Global constructors "get lost" when transforming bitcode files

Hello,

A strange problem appears when upgrading from release_34 to testing. Some transformations to bitcode files cause registered global_ctors to not be called. Here’s an example (I’ve also attached the complete example and pasted it below):

This works:

clang -fsanitize=address -flto -c -o sum.o sum.c
clang -fsanitize=address -o sum sum.o

This doesn’t work:

clang -fsanitize=address -flto -c -o sum.o sum.c
llvm-dis sum.o
llvm-as sum.o.ll -o sum.o
clang -fsanitize=address -o sum sum.o

The second version segfaults when accessing shadow memory, because the memory has not been initialized, because _asan_init* was never called. This is surprising, because in the llvm-disassembly the global constructor still shows up.

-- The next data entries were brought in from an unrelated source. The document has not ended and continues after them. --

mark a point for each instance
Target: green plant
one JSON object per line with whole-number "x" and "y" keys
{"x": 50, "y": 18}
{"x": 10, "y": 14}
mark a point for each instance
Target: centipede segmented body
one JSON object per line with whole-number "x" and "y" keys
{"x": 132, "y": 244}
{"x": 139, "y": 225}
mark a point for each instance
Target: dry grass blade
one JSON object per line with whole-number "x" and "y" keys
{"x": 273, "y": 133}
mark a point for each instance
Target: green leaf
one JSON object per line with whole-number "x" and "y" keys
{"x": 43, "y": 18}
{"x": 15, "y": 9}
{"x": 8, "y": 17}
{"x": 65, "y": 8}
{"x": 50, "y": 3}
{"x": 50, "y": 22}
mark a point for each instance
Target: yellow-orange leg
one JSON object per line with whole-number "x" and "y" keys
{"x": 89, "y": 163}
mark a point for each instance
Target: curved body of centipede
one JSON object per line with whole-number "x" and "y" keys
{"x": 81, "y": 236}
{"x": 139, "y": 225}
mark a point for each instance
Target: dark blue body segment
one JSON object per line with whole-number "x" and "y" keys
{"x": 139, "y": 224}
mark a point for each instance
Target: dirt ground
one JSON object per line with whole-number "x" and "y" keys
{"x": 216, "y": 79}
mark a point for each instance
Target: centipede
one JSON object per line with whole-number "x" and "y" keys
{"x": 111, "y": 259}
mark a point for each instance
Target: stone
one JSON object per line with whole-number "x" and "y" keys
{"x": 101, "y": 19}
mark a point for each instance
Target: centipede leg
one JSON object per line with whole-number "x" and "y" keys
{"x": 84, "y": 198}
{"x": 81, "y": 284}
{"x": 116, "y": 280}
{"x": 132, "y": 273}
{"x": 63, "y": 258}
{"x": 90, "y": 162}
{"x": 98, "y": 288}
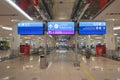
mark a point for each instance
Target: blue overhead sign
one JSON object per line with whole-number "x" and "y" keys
{"x": 92, "y": 28}
{"x": 60, "y": 27}
{"x": 30, "y": 28}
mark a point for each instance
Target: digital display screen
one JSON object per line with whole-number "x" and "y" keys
{"x": 30, "y": 28}
{"x": 92, "y": 28}
{"x": 60, "y": 28}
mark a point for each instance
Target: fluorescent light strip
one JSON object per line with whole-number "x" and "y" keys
{"x": 7, "y": 28}
{"x": 116, "y": 28}
{"x": 19, "y": 9}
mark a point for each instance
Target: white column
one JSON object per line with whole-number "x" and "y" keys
{"x": 88, "y": 41}
{"x": 37, "y": 43}
{"x": 15, "y": 41}
{"x": 110, "y": 39}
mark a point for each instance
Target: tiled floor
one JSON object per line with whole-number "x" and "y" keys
{"x": 60, "y": 68}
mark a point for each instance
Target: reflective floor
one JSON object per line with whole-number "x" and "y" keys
{"x": 60, "y": 67}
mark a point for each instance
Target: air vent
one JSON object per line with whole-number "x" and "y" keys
{"x": 8, "y": 14}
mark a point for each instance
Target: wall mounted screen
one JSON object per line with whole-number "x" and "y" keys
{"x": 30, "y": 28}
{"x": 92, "y": 28}
{"x": 60, "y": 28}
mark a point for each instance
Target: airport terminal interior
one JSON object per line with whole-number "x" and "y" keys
{"x": 59, "y": 39}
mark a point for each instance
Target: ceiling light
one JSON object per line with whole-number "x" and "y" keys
{"x": 115, "y": 34}
{"x": 10, "y": 34}
{"x": 1, "y": 25}
{"x": 118, "y": 37}
{"x": 50, "y": 36}
{"x": 7, "y": 28}
{"x": 98, "y": 37}
{"x": 19, "y": 9}
{"x": 116, "y": 28}
{"x": 27, "y": 37}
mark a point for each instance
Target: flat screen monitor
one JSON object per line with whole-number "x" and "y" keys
{"x": 92, "y": 28}
{"x": 30, "y": 28}
{"x": 60, "y": 28}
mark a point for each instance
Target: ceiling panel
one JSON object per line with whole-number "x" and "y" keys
{"x": 62, "y": 9}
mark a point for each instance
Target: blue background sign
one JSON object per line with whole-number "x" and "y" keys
{"x": 30, "y": 28}
{"x": 60, "y": 27}
{"x": 92, "y": 28}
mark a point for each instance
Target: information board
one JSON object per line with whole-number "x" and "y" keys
{"x": 60, "y": 27}
{"x": 92, "y": 28}
{"x": 30, "y": 28}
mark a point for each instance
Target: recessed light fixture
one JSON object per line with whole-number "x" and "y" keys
{"x": 115, "y": 34}
{"x": 98, "y": 37}
{"x": 50, "y": 36}
{"x": 19, "y": 9}
{"x": 116, "y": 28}
{"x": 7, "y": 28}
{"x": 10, "y": 34}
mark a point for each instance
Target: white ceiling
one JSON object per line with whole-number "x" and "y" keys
{"x": 62, "y": 11}
{"x": 6, "y": 12}
{"x": 114, "y": 9}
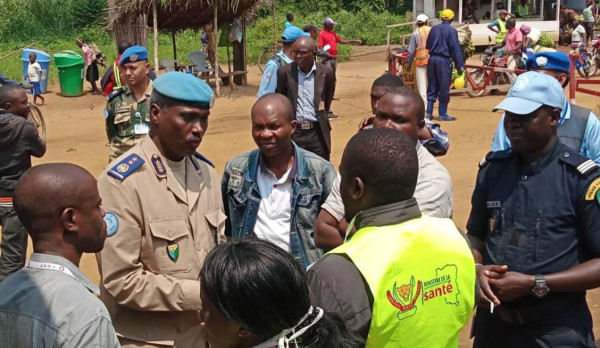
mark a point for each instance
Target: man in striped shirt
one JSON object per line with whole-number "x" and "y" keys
{"x": 19, "y": 140}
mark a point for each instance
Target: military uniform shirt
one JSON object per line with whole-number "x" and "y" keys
{"x": 127, "y": 119}
{"x": 537, "y": 218}
{"x": 159, "y": 235}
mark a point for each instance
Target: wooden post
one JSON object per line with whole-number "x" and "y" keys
{"x": 216, "y": 40}
{"x": 155, "y": 25}
{"x": 274, "y": 30}
{"x": 174, "y": 45}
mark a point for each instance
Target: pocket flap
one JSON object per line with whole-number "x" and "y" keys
{"x": 122, "y": 117}
{"x": 168, "y": 229}
{"x": 215, "y": 217}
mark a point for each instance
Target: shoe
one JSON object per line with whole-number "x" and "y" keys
{"x": 446, "y": 118}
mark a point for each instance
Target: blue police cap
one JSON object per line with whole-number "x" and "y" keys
{"x": 186, "y": 88}
{"x": 557, "y": 61}
{"x": 133, "y": 54}
{"x": 530, "y": 91}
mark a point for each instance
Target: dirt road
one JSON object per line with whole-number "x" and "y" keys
{"x": 76, "y": 133}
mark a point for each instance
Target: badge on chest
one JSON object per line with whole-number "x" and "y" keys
{"x": 173, "y": 251}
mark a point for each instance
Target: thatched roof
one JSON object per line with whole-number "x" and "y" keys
{"x": 177, "y": 15}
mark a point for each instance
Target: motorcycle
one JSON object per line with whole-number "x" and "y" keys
{"x": 490, "y": 58}
{"x": 591, "y": 60}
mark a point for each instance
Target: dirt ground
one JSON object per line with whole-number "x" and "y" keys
{"x": 75, "y": 128}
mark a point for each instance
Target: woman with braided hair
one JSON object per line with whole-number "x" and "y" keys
{"x": 254, "y": 294}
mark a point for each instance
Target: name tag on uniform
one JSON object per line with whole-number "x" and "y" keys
{"x": 141, "y": 129}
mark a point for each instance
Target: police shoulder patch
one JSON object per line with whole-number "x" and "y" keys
{"x": 112, "y": 95}
{"x": 126, "y": 166}
{"x": 593, "y": 191}
{"x": 583, "y": 165}
{"x": 202, "y": 158}
{"x": 494, "y": 156}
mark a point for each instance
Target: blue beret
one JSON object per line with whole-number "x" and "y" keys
{"x": 185, "y": 88}
{"x": 557, "y": 61}
{"x": 133, "y": 54}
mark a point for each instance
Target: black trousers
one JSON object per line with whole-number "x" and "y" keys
{"x": 571, "y": 327}
{"x": 311, "y": 140}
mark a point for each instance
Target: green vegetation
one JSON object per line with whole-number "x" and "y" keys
{"x": 54, "y": 25}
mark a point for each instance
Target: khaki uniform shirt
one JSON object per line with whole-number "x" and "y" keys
{"x": 150, "y": 266}
{"x": 127, "y": 120}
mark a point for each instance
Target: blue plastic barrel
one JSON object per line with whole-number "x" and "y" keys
{"x": 44, "y": 59}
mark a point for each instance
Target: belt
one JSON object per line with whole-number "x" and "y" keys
{"x": 546, "y": 309}
{"x": 307, "y": 126}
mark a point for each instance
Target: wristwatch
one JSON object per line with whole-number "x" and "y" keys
{"x": 540, "y": 289}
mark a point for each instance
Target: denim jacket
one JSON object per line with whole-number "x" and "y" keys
{"x": 310, "y": 189}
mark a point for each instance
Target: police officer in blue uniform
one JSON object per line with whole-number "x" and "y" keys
{"x": 578, "y": 127}
{"x": 535, "y": 228}
{"x": 443, "y": 45}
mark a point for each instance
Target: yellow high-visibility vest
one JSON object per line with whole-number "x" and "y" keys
{"x": 422, "y": 53}
{"x": 421, "y": 274}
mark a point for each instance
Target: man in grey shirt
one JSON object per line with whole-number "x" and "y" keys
{"x": 19, "y": 140}
{"x": 401, "y": 109}
{"x": 50, "y": 302}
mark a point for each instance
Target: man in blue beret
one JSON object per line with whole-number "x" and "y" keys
{"x": 127, "y": 110}
{"x": 268, "y": 83}
{"x": 164, "y": 213}
{"x": 578, "y": 127}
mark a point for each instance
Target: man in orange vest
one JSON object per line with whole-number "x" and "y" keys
{"x": 418, "y": 53}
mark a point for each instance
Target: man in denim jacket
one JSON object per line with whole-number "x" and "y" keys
{"x": 276, "y": 191}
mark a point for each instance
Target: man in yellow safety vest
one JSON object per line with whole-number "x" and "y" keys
{"x": 404, "y": 279}
{"x": 419, "y": 54}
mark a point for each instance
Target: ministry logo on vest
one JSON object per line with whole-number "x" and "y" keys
{"x": 408, "y": 297}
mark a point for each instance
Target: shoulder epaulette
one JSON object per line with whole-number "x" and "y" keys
{"x": 202, "y": 158}
{"x": 584, "y": 165}
{"x": 112, "y": 95}
{"x": 125, "y": 167}
{"x": 493, "y": 156}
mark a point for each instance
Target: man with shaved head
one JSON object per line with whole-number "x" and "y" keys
{"x": 275, "y": 192}
{"x": 19, "y": 140}
{"x": 306, "y": 84}
{"x": 50, "y": 302}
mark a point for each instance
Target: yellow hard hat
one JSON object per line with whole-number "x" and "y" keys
{"x": 459, "y": 82}
{"x": 447, "y": 14}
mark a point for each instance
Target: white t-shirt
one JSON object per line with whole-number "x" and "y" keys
{"x": 578, "y": 33}
{"x": 535, "y": 36}
{"x": 433, "y": 191}
{"x": 33, "y": 70}
{"x": 274, "y": 217}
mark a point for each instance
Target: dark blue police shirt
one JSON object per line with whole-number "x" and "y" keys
{"x": 534, "y": 218}
{"x": 443, "y": 41}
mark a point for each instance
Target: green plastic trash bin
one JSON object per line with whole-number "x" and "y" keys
{"x": 70, "y": 73}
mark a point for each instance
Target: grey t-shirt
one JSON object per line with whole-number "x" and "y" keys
{"x": 433, "y": 191}
{"x": 53, "y": 308}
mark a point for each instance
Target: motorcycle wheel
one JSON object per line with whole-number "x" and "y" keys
{"x": 478, "y": 76}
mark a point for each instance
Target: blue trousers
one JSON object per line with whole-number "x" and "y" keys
{"x": 439, "y": 72}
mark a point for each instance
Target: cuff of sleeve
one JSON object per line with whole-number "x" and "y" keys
{"x": 334, "y": 212}
{"x": 191, "y": 295}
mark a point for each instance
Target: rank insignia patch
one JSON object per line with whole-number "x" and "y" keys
{"x": 126, "y": 166}
{"x": 173, "y": 251}
{"x": 158, "y": 165}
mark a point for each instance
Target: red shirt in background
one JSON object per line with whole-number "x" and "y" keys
{"x": 329, "y": 37}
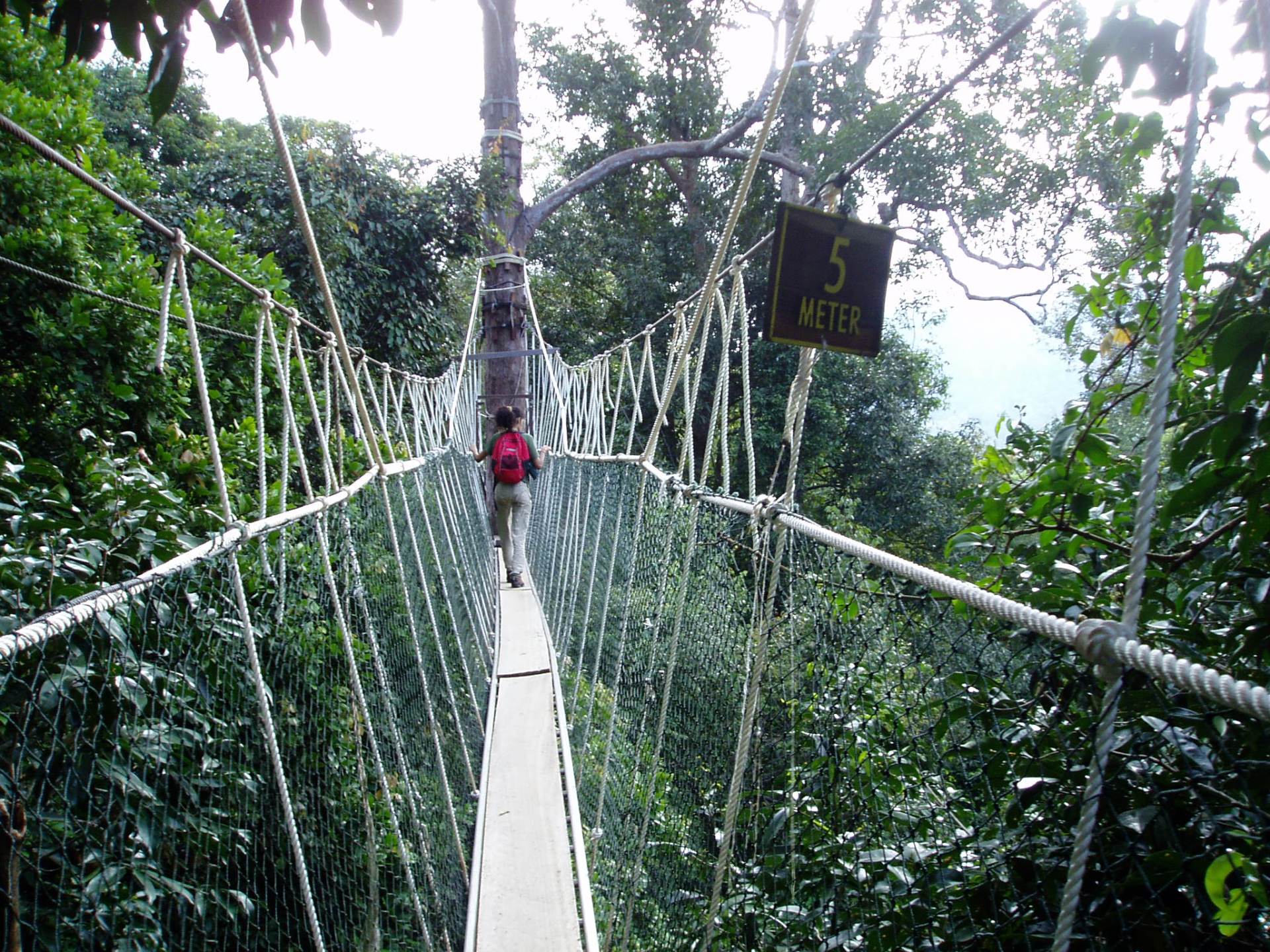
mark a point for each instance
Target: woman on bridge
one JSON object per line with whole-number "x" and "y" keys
{"x": 511, "y": 450}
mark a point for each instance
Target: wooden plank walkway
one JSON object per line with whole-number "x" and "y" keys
{"x": 526, "y": 899}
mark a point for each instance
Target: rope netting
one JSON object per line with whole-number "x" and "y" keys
{"x": 781, "y": 738}
{"x": 916, "y": 767}
{"x": 275, "y": 739}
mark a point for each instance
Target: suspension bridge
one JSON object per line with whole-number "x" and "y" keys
{"x": 332, "y": 728}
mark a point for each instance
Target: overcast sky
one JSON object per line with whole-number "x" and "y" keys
{"x": 417, "y": 93}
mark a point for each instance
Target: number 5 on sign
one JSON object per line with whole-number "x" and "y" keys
{"x": 835, "y": 258}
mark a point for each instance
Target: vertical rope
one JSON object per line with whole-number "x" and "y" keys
{"x": 706, "y": 299}
{"x": 659, "y": 738}
{"x": 164, "y": 306}
{"x": 262, "y": 694}
{"x": 1146, "y": 509}
{"x": 298, "y": 204}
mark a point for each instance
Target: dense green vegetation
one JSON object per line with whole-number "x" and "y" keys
{"x": 896, "y": 719}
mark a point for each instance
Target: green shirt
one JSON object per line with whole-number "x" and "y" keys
{"x": 529, "y": 442}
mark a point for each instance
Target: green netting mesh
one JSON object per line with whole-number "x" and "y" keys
{"x": 150, "y": 815}
{"x": 917, "y": 768}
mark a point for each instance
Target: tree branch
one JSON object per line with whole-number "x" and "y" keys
{"x": 535, "y": 215}
{"x": 781, "y": 161}
{"x": 926, "y": 244}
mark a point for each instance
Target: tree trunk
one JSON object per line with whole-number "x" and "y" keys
{"x": 503, "y": 306}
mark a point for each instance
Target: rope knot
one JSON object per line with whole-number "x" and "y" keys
{"x": 1096, "y": 640}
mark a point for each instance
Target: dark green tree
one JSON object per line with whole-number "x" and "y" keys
{"x": 388, "y": 225}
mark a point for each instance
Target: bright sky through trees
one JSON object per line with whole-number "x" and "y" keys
{"x": 417, "y": 93}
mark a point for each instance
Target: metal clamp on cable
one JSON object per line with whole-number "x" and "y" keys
{"x": 503, "y": 259}
{"x": 767, "y": 508}
{"x": 1096, "y": 640}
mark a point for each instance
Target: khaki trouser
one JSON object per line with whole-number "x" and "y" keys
{"x": 513, "y": 503}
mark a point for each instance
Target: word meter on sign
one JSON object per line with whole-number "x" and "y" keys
{"x": 827, "y": 284}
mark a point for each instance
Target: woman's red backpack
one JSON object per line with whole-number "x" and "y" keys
{"x": 511, "y": 454}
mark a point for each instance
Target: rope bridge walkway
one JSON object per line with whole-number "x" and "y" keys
{"x": 708, "y": 723}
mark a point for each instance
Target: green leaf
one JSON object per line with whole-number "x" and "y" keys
{"x": 313, "y": 16}
{"x": 126, "y": 18}
{"x": 1236, "y": 389}
{"x": 165, "y": 70}
{"x": 1193, "y": 267}
{"x": 1058, "y": 444}
{"x": 1248, "y": 332}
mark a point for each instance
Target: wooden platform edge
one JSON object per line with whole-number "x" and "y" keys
{"x": 483, "y": 800}
{"x": 591, "y": 938}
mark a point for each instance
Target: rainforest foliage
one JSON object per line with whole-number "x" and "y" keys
{"x": 105, "y": 474}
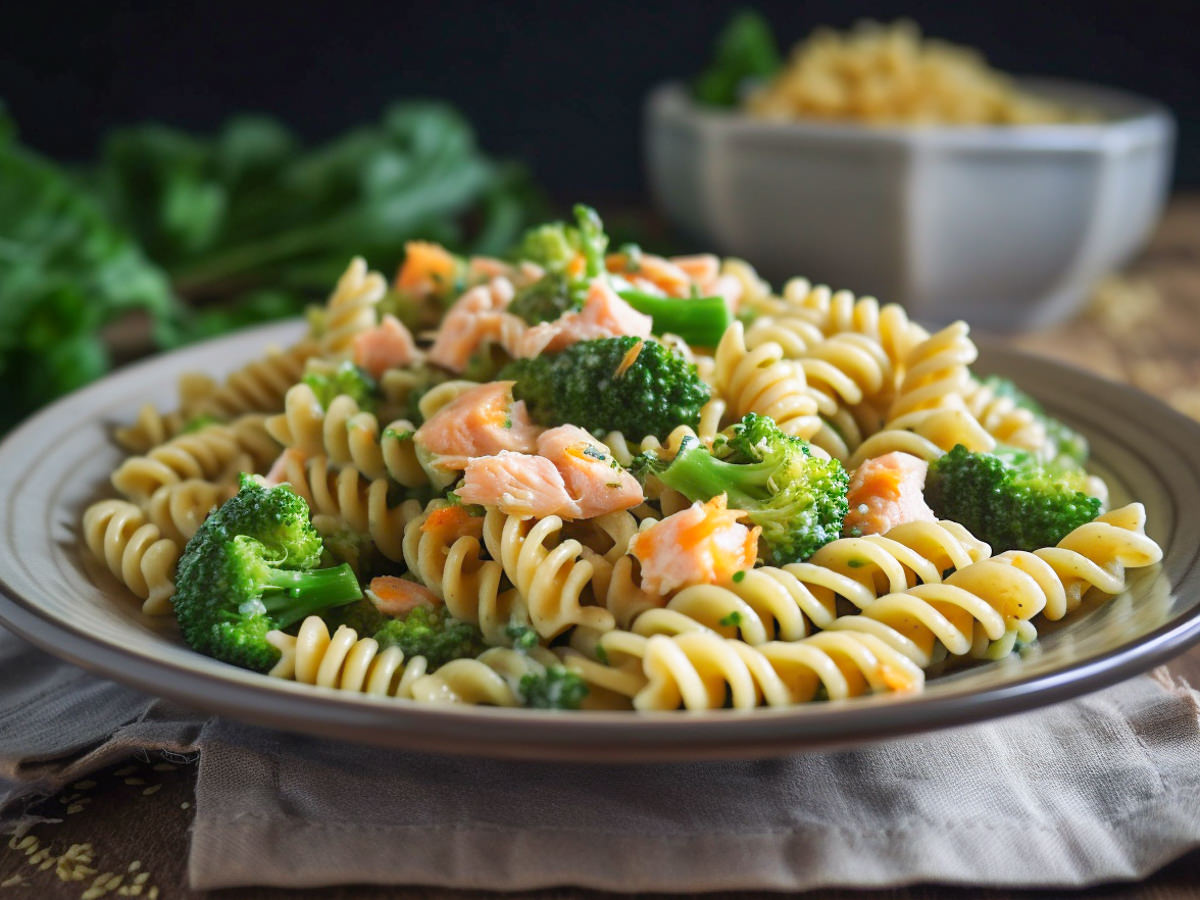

The llvm-dis/llvm-as operation should be a no-op, yet the global_ctors get lost in the process. This happens also with other operations that affect global_ctors, e.g., with “opt -insert-gcov-profiling”.

The problem does not occur in the release_34 branch, but I have seen it on both testing and master.

Any idea where this could come from would be much appreciated!
Jonas

testcase:

cat >sum.c <<EOF
#include <stdio.h>
#include <assert.h>

int main() {
const int MAX_SIZE = 100;
int a[MAX_SIZE];

for (int i = 0; i < MAX_SIZE; ++i) {
a[i] = i * i + 4;
}

int n_numbers;
printf(“How many numbers should I sum up? “);
scanf(”%d”, &n_numbers);

int sum = 0;
for (int i = 0; i < n_numbers; ++i) {
sum += a[i];
}

assert(sum >= 0);
printf(“The sum is: %d\n”, sum);
return 0;
}
EOF

set -ex
rm -f *.o *.ll sum

clang -fsanitize=address -flto -c -o sum.o sum.c

llvm-dis sum.o
llvm-as sum.o.ll -o sum.o

clang -fsanitize=address -o sum sum.o

echo 22 | ./sum

test_ctors.sh (638 Bytes)

Hello,

I’ve narrowed the issue down to revision 209015: Add comdat key field to llvm.global_ctors and llvm.global_dtors.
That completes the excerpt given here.